Nous proposons la construction d’un modèle virtuel par connexion des modèles fournis. Ce “réseau” de modèles est élaboré suivant un processus en 3 phases. Une première phase préliminaire consiste à aligner les modèles ; C’est un sujet de recherche à part entière, dont l’objectif est de fournir des éléments utiles à la mise en correspondance des modèles et également à la prise en compte de l’évolution dans une optique d’automatisation. La seconde activité proposée consiste ainsi à mettre en correspondance les différents modèles. La phase suivante, la synchronisation des changements (et ainsi la gestion de l’évolution et le maintien de la cohérence) s’appuie sur les correspondances établies entre les différents modèles.
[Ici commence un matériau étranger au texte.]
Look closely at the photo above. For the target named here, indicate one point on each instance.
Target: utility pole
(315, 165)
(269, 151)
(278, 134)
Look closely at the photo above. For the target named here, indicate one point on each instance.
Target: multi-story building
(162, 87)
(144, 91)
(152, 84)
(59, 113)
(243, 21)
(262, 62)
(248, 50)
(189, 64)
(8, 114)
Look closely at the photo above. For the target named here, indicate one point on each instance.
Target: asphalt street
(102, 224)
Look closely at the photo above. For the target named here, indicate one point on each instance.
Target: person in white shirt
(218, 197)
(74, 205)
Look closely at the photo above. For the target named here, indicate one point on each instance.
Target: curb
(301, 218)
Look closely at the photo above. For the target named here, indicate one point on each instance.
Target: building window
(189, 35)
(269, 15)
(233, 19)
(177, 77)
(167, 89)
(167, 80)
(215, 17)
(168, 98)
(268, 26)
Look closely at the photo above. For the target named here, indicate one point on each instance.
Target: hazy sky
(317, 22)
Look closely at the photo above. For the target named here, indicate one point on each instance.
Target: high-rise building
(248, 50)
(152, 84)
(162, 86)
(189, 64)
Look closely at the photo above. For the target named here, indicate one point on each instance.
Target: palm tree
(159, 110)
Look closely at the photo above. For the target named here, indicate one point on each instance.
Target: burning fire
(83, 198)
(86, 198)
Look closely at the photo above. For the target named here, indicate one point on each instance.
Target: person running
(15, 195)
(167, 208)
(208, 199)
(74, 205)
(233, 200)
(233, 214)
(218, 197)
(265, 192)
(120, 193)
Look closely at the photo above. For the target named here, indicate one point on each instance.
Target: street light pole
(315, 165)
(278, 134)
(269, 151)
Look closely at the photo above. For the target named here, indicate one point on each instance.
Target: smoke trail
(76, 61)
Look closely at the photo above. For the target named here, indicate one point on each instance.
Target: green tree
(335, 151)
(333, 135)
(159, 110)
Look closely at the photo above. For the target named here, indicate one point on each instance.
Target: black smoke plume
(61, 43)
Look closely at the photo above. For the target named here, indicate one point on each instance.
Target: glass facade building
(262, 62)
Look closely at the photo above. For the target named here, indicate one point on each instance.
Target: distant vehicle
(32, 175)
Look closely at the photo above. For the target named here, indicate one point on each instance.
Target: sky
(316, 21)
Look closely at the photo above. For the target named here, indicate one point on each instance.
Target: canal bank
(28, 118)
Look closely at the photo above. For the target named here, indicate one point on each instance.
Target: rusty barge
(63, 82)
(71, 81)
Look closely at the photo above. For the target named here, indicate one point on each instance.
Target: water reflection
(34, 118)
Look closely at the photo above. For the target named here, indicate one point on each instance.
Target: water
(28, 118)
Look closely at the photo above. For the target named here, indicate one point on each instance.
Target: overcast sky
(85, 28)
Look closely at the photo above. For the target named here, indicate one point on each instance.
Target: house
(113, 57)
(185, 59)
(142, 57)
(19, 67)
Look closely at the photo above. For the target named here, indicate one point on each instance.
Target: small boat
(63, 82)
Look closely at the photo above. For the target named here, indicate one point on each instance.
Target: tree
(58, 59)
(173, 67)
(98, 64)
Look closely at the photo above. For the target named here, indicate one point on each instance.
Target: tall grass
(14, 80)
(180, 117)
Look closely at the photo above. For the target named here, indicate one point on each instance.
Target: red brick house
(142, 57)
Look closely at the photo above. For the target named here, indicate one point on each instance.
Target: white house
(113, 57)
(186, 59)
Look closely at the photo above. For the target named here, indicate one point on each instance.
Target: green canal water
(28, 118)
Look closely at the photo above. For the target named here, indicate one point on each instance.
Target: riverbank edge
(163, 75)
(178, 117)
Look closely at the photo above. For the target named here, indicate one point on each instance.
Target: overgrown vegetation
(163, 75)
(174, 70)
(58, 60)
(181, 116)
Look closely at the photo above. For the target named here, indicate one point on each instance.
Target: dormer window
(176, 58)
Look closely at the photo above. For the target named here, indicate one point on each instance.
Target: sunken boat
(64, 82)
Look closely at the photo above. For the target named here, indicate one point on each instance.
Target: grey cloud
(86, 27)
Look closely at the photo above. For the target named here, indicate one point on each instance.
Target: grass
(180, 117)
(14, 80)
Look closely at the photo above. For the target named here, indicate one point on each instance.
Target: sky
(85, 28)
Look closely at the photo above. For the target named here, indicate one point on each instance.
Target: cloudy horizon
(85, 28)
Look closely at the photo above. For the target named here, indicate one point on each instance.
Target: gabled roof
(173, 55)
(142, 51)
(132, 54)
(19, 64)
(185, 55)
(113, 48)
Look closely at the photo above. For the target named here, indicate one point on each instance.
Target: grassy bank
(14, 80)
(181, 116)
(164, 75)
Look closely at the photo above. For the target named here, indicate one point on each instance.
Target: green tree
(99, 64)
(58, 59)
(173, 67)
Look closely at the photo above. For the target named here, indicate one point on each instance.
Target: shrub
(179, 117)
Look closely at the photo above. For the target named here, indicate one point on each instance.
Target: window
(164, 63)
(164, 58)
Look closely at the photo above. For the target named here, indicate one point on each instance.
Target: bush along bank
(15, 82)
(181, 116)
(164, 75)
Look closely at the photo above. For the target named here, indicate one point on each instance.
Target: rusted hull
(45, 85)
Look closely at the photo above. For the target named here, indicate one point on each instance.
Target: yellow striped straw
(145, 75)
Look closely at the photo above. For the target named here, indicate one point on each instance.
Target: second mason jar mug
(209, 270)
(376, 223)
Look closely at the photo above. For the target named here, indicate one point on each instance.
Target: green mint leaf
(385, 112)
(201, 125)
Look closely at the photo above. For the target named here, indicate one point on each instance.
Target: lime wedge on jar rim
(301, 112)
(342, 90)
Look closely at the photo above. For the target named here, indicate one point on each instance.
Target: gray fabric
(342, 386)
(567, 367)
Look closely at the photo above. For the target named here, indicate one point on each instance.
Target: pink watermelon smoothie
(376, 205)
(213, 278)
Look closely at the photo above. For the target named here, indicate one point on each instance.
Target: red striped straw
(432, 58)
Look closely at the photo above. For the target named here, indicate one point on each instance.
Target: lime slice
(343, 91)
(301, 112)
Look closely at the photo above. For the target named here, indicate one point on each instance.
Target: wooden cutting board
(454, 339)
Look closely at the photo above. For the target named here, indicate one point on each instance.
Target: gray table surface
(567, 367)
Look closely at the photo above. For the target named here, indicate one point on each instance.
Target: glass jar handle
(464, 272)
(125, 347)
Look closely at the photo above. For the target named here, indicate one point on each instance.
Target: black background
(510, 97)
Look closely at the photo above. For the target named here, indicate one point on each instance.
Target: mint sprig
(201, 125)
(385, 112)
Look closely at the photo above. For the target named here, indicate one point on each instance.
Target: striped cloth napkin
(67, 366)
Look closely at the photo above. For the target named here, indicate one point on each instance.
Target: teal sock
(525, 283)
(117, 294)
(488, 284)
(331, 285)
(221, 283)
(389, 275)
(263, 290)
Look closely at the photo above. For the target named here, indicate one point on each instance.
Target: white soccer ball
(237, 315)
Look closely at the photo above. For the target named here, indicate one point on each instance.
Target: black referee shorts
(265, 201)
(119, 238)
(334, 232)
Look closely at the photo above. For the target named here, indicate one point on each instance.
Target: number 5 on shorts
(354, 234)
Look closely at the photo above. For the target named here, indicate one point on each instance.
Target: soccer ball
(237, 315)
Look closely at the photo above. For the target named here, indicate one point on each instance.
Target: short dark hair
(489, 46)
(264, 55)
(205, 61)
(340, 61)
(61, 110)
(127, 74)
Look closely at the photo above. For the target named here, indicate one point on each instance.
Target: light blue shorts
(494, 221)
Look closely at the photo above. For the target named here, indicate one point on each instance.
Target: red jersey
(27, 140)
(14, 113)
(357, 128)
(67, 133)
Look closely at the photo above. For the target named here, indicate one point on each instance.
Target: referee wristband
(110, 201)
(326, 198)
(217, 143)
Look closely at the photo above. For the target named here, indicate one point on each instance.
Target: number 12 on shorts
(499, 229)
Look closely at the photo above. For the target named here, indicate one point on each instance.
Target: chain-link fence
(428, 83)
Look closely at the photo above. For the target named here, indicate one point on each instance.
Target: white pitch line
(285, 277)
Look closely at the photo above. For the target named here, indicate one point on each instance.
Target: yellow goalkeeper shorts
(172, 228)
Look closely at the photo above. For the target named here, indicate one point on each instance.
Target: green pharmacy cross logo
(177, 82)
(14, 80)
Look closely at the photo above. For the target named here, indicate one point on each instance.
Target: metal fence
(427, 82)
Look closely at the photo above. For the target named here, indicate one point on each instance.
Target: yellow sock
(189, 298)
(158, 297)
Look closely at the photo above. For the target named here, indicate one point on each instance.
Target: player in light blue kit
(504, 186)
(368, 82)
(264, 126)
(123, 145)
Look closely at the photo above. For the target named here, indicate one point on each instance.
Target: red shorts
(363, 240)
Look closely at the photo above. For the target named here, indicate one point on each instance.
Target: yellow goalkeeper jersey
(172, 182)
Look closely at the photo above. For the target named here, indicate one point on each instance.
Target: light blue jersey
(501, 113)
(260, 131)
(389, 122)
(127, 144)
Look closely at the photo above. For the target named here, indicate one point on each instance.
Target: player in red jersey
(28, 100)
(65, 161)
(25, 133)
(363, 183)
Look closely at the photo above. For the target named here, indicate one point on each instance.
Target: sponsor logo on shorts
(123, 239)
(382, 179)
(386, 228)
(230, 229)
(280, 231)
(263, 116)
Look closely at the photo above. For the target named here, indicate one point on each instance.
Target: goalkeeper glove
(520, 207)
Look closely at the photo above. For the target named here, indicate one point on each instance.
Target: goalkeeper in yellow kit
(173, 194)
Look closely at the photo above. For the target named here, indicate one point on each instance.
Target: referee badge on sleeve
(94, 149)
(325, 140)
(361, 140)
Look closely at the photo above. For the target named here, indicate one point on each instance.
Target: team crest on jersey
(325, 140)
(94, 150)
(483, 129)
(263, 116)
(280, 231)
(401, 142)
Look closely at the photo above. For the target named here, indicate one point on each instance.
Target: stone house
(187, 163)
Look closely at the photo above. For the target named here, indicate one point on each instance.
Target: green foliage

C’est la phase préliminaire « d’alignement des modèles partiels » que nous envisageons de considérer dans le cadre de cette étude. La solution à apporter nous semble devoir procéder à une analyse syntaxique et sémantique des modèles partiels en lien avec les domaines d’expertises concernés et la modélisation des connaissances mises en œuvre et devrait pouvoir s’appuyer sur le domaine de l’ingénierie des connaissances pour favoriser un alignement des différents modèles hétérogènes. En effet, une phase d’harmonisation des modèles consistera à identifier les dépendances entre les modèles partiels, à caractériser les incohérences portant sur des termes (conflits de synonymie et d’homonymie par exemple) ou sur des structures (conflits entre relations de spécialisation et d’association), et à résoudre les incohérences de façon semi-automatique. Pour réaliser cette résolution de conflits de façon automatisée, nous pensons qu’il faut faire appel à des techniques d’ingénierie des connaissances - comme les ontologies - qui sont employées avec succès dans le domaine du web sémantique, en les combinant à des heuristiques de conception.